Electricity: measuring and testing – Of geophysical surface or subsurface in situ – Using electrode arrays – circuits – structure – or supports
Reexamination Certificate
1998-06-22
2001-05-22
Patidar, Jay (Department: 2862)
Electricity: measuring and testing
Of geophysical surface or subsurface in situ
Using electrode arrays, circuits, structure, or supports
C324S357000
Reexamination Certificate
active
06236212
ABSTRACT:
CROSS REFERENCE TO RELATED APPLICATIONS
This application discloses subject matter in common with U.S. application Ser. No. 09/099,149, which is entitled INDUCED POLARIZATION METHOD FOR IDENTIFYING MINERALS ON THE OCEAN FLOOR, and is filed concurrently herewith, and which is hereby incorporated by reference.
FIELD OF THE INVENTION
The present invention relates to an induced polarization system for detection or identification of metals, metallic minerals and the like in sediment deposits on and beneath the sea floor.

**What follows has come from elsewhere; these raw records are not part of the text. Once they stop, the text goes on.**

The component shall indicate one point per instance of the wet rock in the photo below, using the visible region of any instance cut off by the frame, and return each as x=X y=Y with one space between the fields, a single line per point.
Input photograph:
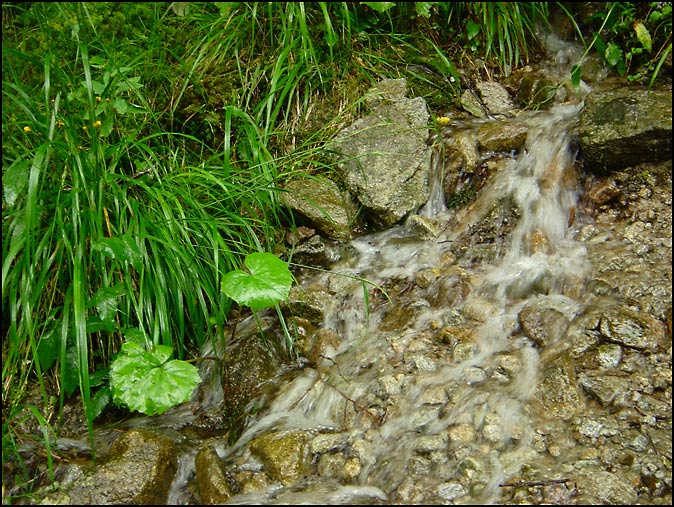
x=449 y=491
x=608 y=390
x=328 y=442
x=536 y=90
x=464 y=146
x=603 y=191
x=495 y=97
x=283 y=454
x=321 y=202
x=214 y=488
x=308 y=303
x=601 y=487
x=625 y=127
x=558 y=391
x=321 y=346
x=139 y=470
x=619 y=325
x=248 y=367
x=316 y=251
x=542 y=325
x=472 y=104
x=384 y=156
x=502 y=137
x=299 y=234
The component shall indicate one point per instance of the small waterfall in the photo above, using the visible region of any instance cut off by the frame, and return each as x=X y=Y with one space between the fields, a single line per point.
x=467 y=405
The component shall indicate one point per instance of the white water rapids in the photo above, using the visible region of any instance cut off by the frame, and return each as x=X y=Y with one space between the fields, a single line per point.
x=463 y=404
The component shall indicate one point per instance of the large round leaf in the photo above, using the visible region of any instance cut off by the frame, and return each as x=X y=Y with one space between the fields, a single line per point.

BACKGROUND OF THE INVENTION
As was mentioned above and is discussed in more detail below, the invention concerns an induced polarization (IP) detector. The IP effect is a current-induced electrical response detected as a delayed voltage in certain minerals and, as described below, the method has been used for some time in the detection of these minerals in the ground. One manifestation of the response is that the voltage on an array of detectors or receivers lags the primary or inducing voltage (produced by a transmitter) by a finite amount of time. This is usually expressed as a phase-shift, i.e., a slight shift of the wave-cycle between the transmitter and receiver, and is usually reported in units of milliradians, where one duty cycle of the transmitter is 2&pgr; radians.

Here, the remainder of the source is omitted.